Decades later, a very different – and healing – reality is possible, with Park Station acting as a link between generations, meaningfully integrating the past in the present, for the benefit of the future. The station could similarly mark the everyday connections between South Africa, the rest of the continent, and the African diaspora. It is the potential site of a ‘grand arrival’: a safe, warm, culturally rich welcome to all those who visit – and move to – Johannesburg.
The programmatic brief for the project envisaged a variety of activities to improve the day and night-life of the precinct, including an African market of goods and services; performance spaces; nodes of learning; and a retail offering, including a continental canteen.
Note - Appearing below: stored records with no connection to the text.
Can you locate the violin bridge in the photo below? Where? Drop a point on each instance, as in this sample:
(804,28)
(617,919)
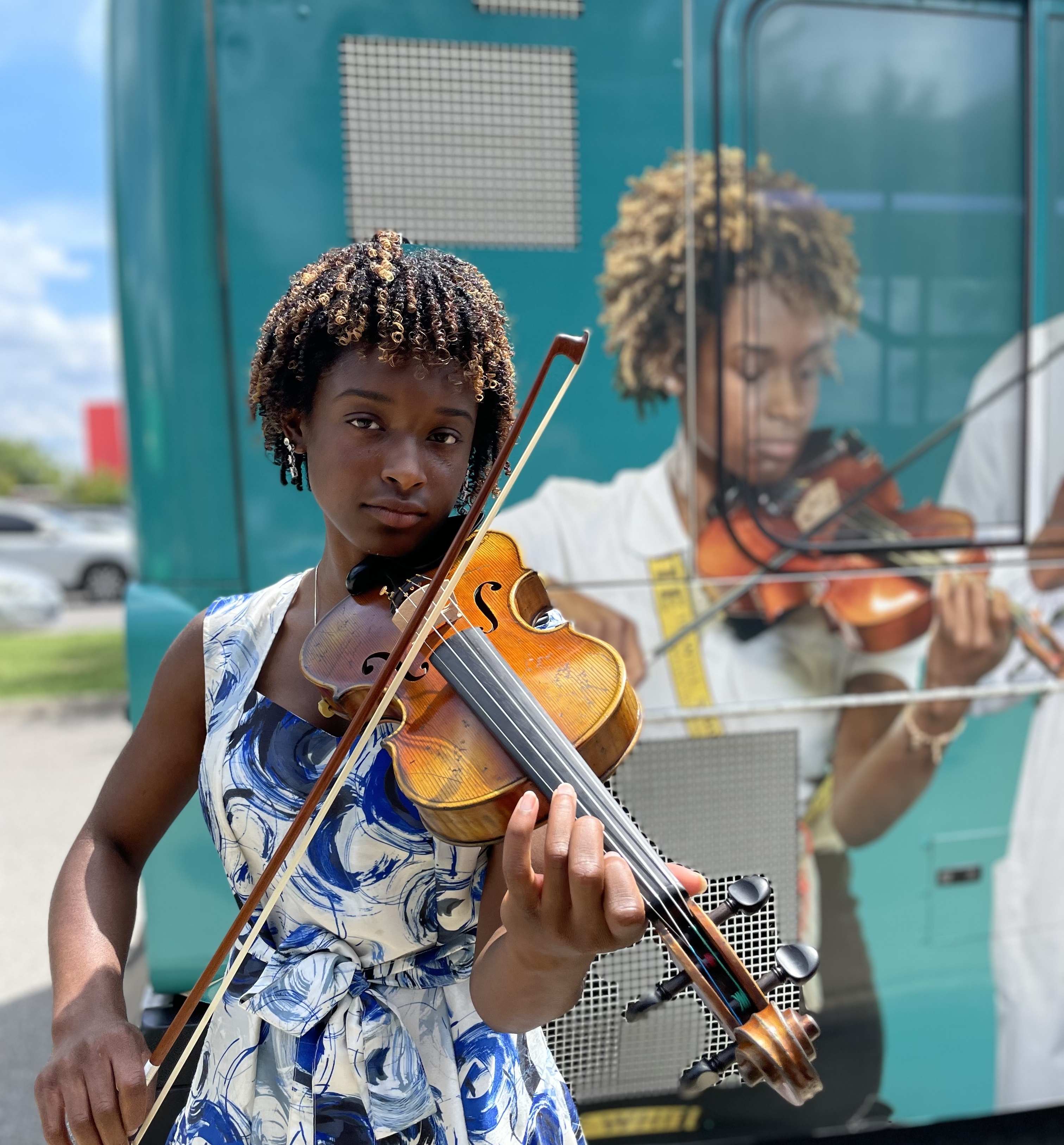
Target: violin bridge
(818,503)
(406,611)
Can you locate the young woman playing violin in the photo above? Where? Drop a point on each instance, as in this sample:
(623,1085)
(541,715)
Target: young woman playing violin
(617,555)
(398,988)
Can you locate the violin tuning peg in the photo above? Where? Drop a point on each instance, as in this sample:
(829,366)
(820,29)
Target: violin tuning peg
(663,992)
(746,896)
(706,1074)
(794,963)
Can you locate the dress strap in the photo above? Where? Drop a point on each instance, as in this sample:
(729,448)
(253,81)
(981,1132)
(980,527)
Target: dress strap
(238,635)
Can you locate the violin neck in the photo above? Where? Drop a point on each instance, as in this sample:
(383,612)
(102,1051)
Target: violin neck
(494,692)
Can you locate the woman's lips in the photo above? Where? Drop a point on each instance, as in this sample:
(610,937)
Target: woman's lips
(396,518)
(777,451)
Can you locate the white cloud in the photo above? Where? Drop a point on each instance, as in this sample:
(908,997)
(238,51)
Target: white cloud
(51,362)
(71,28)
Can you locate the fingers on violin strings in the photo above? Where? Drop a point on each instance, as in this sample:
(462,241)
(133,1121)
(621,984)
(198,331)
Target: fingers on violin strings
(622,902)
(980,610)
(1001,615)
(692,881)
(555,902)
(523,884)
(587,875)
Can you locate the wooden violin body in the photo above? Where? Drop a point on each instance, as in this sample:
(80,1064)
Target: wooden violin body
(874,613)
(447,763)
(505,698)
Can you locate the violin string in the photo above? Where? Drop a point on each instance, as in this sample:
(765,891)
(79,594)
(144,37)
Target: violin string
(598,802)
(880,525)
(303,844)
(596,797)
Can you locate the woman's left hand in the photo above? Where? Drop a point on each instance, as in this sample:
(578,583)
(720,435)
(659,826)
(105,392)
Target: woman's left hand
(973,630)
(546,928)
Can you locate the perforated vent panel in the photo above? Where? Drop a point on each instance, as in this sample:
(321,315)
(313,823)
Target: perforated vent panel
(569,8)
(718,805)
(461,145)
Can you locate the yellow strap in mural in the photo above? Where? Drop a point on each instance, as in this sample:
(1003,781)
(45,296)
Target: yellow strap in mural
(675,606)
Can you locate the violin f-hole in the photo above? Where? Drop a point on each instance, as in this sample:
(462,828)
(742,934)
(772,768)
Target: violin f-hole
(368,668)
(478,596)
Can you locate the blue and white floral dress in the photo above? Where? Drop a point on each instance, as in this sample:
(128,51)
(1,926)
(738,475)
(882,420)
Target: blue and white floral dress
(351,1021)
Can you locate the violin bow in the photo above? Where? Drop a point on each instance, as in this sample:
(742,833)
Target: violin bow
(351,746)
(775,564)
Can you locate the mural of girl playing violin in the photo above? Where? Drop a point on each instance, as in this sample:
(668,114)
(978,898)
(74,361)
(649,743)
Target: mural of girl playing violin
(785,276)
(398,990)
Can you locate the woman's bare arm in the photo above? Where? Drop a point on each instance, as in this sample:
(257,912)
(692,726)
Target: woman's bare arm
(879,775)
(95,1076)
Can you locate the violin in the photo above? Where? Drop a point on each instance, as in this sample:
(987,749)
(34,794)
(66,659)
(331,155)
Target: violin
(472,734)
(751,529)
(506,697)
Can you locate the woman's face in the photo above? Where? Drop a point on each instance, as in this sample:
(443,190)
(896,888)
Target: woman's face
(774,359)
(388,452)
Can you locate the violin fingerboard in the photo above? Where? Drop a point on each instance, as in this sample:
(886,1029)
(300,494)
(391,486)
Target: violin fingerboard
(704,798)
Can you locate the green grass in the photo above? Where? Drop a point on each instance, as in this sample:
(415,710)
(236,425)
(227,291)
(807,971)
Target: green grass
(35,665)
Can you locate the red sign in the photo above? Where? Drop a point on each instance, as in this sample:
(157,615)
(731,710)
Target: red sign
(106,435)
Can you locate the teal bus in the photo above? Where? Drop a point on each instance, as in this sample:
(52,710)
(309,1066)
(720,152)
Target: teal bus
(251,136)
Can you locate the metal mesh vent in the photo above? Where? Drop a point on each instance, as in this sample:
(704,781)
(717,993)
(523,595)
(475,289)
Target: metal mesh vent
(694,798)
(571,8)
(460,144)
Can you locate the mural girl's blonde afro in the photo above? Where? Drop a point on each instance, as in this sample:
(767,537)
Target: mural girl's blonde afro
(772,229)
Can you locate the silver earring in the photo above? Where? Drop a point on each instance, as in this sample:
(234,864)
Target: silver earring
(294,465)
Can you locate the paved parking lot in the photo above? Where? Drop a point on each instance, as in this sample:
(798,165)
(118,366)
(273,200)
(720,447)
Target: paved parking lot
(53,761)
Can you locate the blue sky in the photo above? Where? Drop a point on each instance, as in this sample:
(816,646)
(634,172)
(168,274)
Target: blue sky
(58,330)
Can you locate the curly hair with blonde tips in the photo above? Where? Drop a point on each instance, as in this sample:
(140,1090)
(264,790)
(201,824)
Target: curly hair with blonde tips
(410,305)
(772,229)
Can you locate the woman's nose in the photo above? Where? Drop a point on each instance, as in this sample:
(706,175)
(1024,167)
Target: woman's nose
(405,469)
(783,398)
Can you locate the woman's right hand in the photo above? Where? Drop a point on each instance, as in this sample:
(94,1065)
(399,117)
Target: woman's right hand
(94,1083)
(598,621)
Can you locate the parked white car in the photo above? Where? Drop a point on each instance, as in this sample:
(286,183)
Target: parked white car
(28,599)
(96,555)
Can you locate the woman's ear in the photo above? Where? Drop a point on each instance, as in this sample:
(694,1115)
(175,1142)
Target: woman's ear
(294,430)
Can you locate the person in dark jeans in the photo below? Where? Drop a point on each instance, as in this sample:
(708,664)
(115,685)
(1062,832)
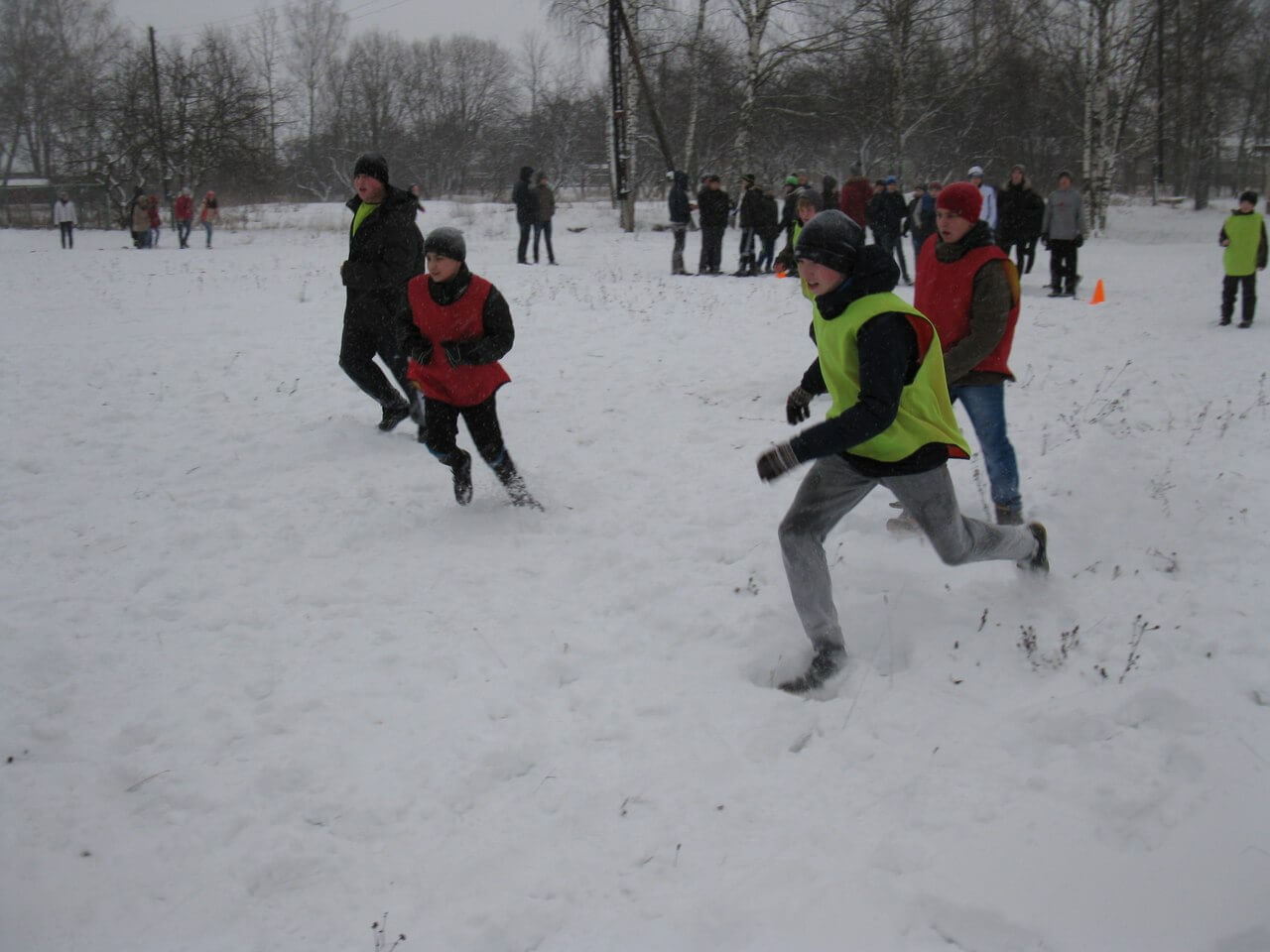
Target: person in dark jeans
(1064,232)
(714,207)
(544,207)
(454,330)
(522,195)
(385,250)
(680,208)
(1243,236)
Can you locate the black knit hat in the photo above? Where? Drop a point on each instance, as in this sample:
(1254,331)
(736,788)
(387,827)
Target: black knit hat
(372,164)
(445,241)
(830,239)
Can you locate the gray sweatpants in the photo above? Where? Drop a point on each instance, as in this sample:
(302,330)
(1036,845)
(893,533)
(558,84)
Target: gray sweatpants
(833,488)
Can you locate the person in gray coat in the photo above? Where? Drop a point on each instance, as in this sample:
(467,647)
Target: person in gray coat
(1062,231)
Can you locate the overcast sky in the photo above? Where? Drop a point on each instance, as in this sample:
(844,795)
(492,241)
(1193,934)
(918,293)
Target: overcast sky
(504,21)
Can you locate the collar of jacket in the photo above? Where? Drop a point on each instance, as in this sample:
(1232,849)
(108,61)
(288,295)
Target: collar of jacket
(447,293)
(393,198)
(975,238)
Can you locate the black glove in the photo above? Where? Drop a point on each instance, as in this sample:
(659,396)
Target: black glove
(453,353)
(776,462)
(421,352)
(797,405)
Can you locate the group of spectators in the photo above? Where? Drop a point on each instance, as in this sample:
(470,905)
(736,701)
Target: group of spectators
(1017,217)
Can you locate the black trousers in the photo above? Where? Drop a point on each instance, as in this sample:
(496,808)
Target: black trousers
(365,338)
(1230,287)
(893,246)
(543,229)
(1062,264)
(441,424)
(711,248)
(677,253)
(525,243)
(1025,253)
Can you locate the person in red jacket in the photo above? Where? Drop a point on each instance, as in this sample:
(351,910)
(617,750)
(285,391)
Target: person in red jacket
(969,290)
(853,198)
(457,327)
(185,216)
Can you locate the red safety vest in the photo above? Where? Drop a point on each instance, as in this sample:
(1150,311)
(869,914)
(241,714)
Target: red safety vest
(945,291)
(457,386)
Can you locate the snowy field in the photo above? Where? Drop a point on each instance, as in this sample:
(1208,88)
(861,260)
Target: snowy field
(263,680)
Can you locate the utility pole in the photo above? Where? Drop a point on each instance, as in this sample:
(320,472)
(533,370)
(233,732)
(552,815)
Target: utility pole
(164,173)
(620,155)
(1157,179)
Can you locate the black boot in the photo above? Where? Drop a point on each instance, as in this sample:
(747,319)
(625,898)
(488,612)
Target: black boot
(460,463)
(393,416)
(826,662)
(515,483)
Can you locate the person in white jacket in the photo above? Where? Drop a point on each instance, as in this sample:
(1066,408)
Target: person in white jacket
(989,197)
(64,217)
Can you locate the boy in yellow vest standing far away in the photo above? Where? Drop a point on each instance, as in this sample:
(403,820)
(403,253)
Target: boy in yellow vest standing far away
(890,422)
(1243,236)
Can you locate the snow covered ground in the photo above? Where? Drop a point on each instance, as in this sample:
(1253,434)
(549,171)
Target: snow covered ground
(262,680)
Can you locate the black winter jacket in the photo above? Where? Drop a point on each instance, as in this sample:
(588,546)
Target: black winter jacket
(677,202)
(714,206)
(888,363)
(1020,212)
(751,207)
(524,197)
(384,254)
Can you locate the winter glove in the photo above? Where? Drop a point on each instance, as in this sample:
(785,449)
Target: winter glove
(421,352)
(797,407)
(453,353)
(776,462)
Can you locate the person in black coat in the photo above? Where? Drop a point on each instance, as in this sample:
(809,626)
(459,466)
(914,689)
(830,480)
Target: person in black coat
(680,208)
(1020,213)
(887,211)
(522,194)
(749,214)
(385,250)
(714,207)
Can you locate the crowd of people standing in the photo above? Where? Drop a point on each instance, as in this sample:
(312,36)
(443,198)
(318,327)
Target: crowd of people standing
(1016,216)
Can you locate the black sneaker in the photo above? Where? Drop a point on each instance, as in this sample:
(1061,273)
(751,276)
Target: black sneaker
(826,662)
(1039,562)
(393,416)
(1010,515)
(462,472)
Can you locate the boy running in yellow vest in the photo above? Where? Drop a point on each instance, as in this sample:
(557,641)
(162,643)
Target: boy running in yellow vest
(890,422)
(1243,236)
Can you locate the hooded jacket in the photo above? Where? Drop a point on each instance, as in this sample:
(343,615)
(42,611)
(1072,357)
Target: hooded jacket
(677,202)
(522,194)
(969,290)
(382,255)
(892,347)
(1021,211)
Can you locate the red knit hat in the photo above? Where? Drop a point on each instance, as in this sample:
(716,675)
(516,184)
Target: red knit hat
(962,198)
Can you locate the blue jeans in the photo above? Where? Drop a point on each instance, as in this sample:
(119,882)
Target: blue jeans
(985,407)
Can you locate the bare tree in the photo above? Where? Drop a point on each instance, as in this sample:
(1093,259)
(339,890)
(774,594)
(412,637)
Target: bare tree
(317,33)
(266,48)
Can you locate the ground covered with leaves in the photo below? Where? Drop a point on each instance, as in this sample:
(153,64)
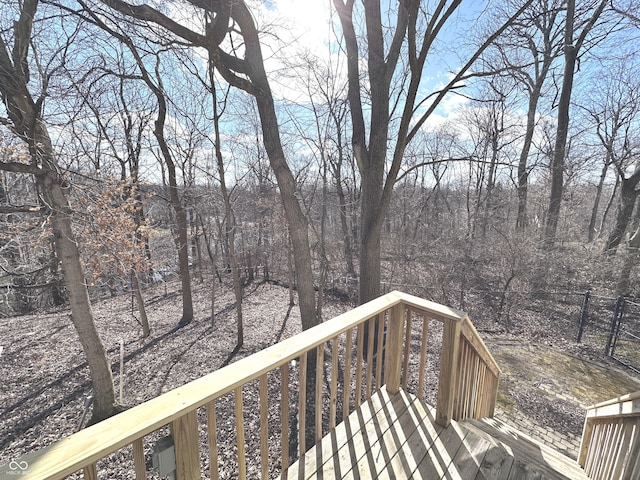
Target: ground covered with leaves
(45,379)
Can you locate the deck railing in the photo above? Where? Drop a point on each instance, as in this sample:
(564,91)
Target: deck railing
(610,445)
(253,417)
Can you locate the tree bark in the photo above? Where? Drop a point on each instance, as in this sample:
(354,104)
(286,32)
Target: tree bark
(28,124)
(571,48)
(248,74)
(626,203)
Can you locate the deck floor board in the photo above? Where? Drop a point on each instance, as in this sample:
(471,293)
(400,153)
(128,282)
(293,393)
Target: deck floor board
(395,437)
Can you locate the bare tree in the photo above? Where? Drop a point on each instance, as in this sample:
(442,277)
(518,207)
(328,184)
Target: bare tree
(584,18)
(614,108)
(243,67)
(401,56)
(25,119)
(529,49)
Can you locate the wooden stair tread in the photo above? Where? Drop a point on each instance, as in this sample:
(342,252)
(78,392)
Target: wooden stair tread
(526,449)
(395,436)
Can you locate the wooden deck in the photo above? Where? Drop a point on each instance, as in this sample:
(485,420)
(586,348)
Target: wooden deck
(396,437)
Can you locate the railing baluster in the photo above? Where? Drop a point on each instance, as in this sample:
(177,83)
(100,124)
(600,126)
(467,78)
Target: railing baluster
(318,398)
(346,400)
(423,356)
(334,384)
(184,431)
(242,458)
(284,415)
(212,436)
(380,352)
(407,348)
(359,360)
(138,460)
(264,427)
(371,328)
(469,391)
(393,358)
(302,403)
(448,369)
(90,472)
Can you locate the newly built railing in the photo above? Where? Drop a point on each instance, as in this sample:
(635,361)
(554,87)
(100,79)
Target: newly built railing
(610,446)
(254,417)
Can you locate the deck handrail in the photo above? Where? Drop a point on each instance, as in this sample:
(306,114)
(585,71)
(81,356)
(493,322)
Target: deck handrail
(610,446)
(463,356)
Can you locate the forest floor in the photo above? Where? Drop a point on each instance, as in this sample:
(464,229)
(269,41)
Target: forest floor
(45,380)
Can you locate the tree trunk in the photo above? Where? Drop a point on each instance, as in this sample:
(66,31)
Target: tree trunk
(298,226)
(27,123)
(523,173)
(591,230)
(229,219)
(628,197)
(144,320)
(571,48)
(562,131)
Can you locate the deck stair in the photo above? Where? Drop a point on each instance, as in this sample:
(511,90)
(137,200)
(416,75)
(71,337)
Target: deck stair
(372,420)
(531,458)
(396,437)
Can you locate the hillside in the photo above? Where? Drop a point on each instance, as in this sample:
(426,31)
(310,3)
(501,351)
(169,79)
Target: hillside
(45,379)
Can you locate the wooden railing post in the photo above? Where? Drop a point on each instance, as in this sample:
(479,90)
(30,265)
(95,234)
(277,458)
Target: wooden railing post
(393,360)
(184,431)
(448,372)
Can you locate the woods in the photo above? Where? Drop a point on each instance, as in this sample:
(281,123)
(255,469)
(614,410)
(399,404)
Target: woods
(421,143)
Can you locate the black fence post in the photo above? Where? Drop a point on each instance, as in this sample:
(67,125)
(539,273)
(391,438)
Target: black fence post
(615,319)
(584,315)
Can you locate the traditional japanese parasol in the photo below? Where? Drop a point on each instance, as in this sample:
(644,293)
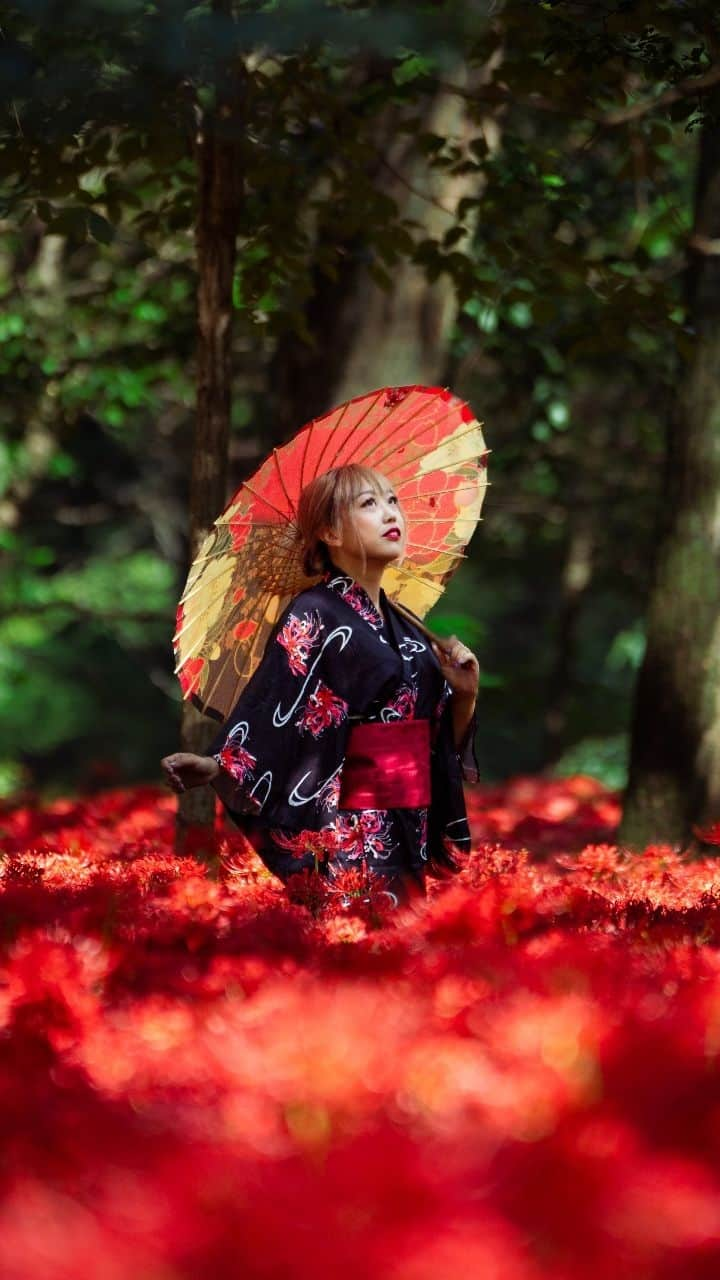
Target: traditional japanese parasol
(428,444)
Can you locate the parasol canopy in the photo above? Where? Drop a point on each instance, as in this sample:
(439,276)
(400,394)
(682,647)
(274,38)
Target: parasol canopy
(428,444)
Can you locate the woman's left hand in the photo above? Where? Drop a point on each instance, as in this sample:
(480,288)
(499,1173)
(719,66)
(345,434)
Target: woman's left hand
(459,666)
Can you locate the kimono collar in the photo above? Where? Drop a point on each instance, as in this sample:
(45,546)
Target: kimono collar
(350,590)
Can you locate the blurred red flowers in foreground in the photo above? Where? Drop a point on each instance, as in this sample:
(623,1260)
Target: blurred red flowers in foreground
(201,1077)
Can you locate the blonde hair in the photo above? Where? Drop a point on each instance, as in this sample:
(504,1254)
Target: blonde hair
(320,506)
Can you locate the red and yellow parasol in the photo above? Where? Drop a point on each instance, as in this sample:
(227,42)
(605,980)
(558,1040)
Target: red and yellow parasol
(428,444)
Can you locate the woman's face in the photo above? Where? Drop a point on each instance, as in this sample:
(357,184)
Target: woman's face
(373,526)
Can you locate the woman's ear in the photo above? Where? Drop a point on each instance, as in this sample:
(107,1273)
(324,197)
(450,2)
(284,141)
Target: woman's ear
(331,536)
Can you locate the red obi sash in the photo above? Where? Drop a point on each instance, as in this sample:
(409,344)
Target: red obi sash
(387,766)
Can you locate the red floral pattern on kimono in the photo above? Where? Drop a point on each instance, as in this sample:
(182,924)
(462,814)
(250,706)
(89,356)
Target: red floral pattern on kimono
(356,597)
(299,638)
(238,762)
(401,705)
(365,832)
(322,709)
(340,659)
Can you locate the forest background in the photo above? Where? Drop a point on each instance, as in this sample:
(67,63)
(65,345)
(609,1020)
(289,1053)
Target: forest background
(506,199)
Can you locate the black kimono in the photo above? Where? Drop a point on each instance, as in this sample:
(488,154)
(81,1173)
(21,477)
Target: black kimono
(332,661)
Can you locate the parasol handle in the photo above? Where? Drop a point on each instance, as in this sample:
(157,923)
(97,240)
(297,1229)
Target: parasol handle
(411,617)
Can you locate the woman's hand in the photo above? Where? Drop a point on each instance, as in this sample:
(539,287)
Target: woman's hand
(185,771)
(459,666)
People welcome each other over food, music, and art – expressions of themselves that they share with others. We wish to create a place for trading and learning. A place for symbolism and performance. A place to gather, to pause from constant movement. A place to just be urban.
– Zahira Asmal
In 2013, the Executive Mayor gave the green light to begin the project, and The City began work with the City of Johannesburg, the Johannesburg Development Agency (JDA) and the Passenger Rail Association of South Africa (PRASA) as well as a team of Johannesburg built environment and cultural professionals. The plan was to enhance the utility of the public spaces around the station and along Eloff Street, employing the power of innovative design to meaningfully and positively change the way commuters experienced the city.
Neighbourhood engagement
As part of the research and planning process, a series of engagements with the users of the space in, and around, Park Station was conducted by The City team. Commuters expressed a desire for safe and inclusive public space, convenient cultural offerings, as well as public seating. The City’s Park Station project directly responded to these needs. The City also collected ‘words of welcome’, in the languages of those using and moving through the Park Station precinct, which were planned for use in the programming aspects of the project.
A Public Pavilion
For a key feature of the proposed development – a bold statement of welcome to all African nationals arriving in Johannesburg (especially in the aftermath of xenophobic tensions in the city and across South Africa) – The City proposed a local-global collaboration with a world-renowned, award-winning African architect, Sir David Adjaye. Given his Ghanaian heritage, David’s very involvement was a poetic symbol of inclusion. His design of what was to be called Sunsum pavilion, was to be located on the concourse next to the Gautrain station on the northern section of the Park Station precinct.
Inspiration for the design was drawn directly from the 1932 building’s rhythmic arches, and its monumental aesthetic that was conceived to articulate the romance and grandeur of colonial travel. At the time, the opportunity was exclusionary, so the pavilion is an antidote: it rests on the idea of invitation.The pavilion also explores the idea of new and old by creating a dialogue between contemporary design and the historic vaults of the station building. It was conceived as ‘a giant piece of architectural furniture’, from which to reflect on the moods of the surrounding city.
The pavilion speaks to a process of immersion. Almost immediately, you encounter the crowds, taxis and street traders that are so much a part of Johannesburg culture. The station has embedded in it a very painful history of exclusion and strife, but fundamentally it is actually a space where an incredible range of people can engage and interact, and that’s what made it a fascinating place to me.
– Sir David Adjaye
Notes on Park Station
Park Station is inner-city Johannesburg’s major transport hub – the largest transport node in southern Africa. The site of the station has been an essential nexus point in the city since train tracks were first laid on the Witwatersrand, connecting disparate mining towns along the reef. It has since grown with Johannesburg, reflecting political ideologies, ‘modern’ transport trends and new spatial configurations. Today, the larger Park Station complex blurs into the surrounding city, its edges redefined by street traders, formal retail extensions and movements and crowds. The Rea Vaya bus network, Gautrain, regional and international bus services, local and inter-city train services, taxis, and pedestrians converge here, stimulating the inner city. Park Station is, and always has been, Johannesburg’s arrival and departure point, the first and last experience of the city for many visitors.
It is estimated that about one million people move through the precinct every weekday, and millions of rands change hands in small retail transactions and cross-border trade. Park Station is busy, congested, and noisy. In many ways, it is the bustling centre of a thriving – but largely unregulated – economic network that spans most of the continent. It’s clear, then, that the precinct has the potential to profoundly connect Johannesburg to the rest of the continent, and, indeed, the world.
Making Africa at the Guggenheim
In 2015, the Guggenheim invited The City to participate in the Making Africa: A Continent of Contemporary Design exhibition in Bilbao. Making Africa showcased works from a diverse range of creative fields. The City chose to present its Park Station project at this exhibition, with reportage and a model of the pavilion designed for commuters by Sir David Adjaye.
Epilogue
In 2015, the Park Station project was paused. A riveting narrative of the process between 2011 and 2015 can be found in the presentation Welcome to Johannesburg delivered by Zahira Asmal.